During a period when etymology was receding from prominence in linguistics, Malkiel was both one of its chief champions and most rigorous theorists. Best known for his work on the role of sound in the development of suffixes, Malkiel coined the term lexical polarization to describe the influence in sound words tend to have over the development of their opposites, when antonyms occur in pairs. A major secondary interest was in the history of his field, explored in the pages of Romance Philology and in his last book, Etymology. His work in all fields was characterized by a doggedly comprehensive use of evidence; of his book, Development of the Latin Suffixes -antia and -entia in Romance Languages, influential linguist Leo Spitzer said in a review, "No one can fail to be impressed by this outstanding example of akribia and scholarly devotion to a task that might have daunted others."

==Major works==
- Development of the Latin Suffixes -antia and -entia in Romance Languages. Berkeley: University of California Press, 1945.
- The Derivation of Hispanic fealdad(e), fieldad(e), and frialdad(e). Berkeley: University of California Press, 1945.
- Three Hispanic Word Studies. Berkeley: University of California Press, 1947.
- Hispanic algu(i)en and Related Formations. Berkeley, University of California Press, 1948.
- The Hispanic Suffix (i)ego. Berkeley: University of California Press, 1951.
- Studies in the Reconstruction of Hispano-Latin Word Families. Berkeley: University of California Press, 1954.
- Essays on Linguistic Themes. Oxford : Blackwell, 1968.

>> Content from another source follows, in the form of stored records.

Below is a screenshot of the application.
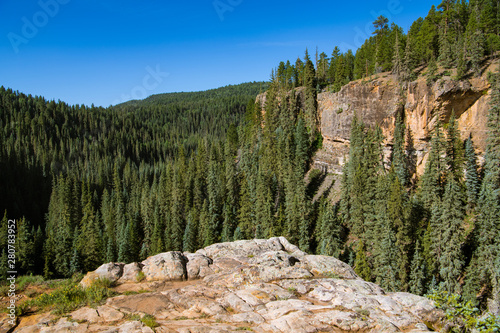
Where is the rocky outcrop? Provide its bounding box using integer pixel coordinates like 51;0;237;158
16;237;443;333
315;64;496;174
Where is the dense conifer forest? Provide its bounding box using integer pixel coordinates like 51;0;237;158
0;0;500;307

- Patterns of Derivational Affixation in the Cabraniego Dialect of East-Central Asturian. Berkeley: University of California Press, 1970.
- Etymological Dictionaries: A Tentative Typology. Chicago: University of Chicago Press, 1976.
- A Tentative Autobibliography. Berkeley: University of California Press, 1988.
- Etymology. Cambridge: Cambridge University Press, 1993.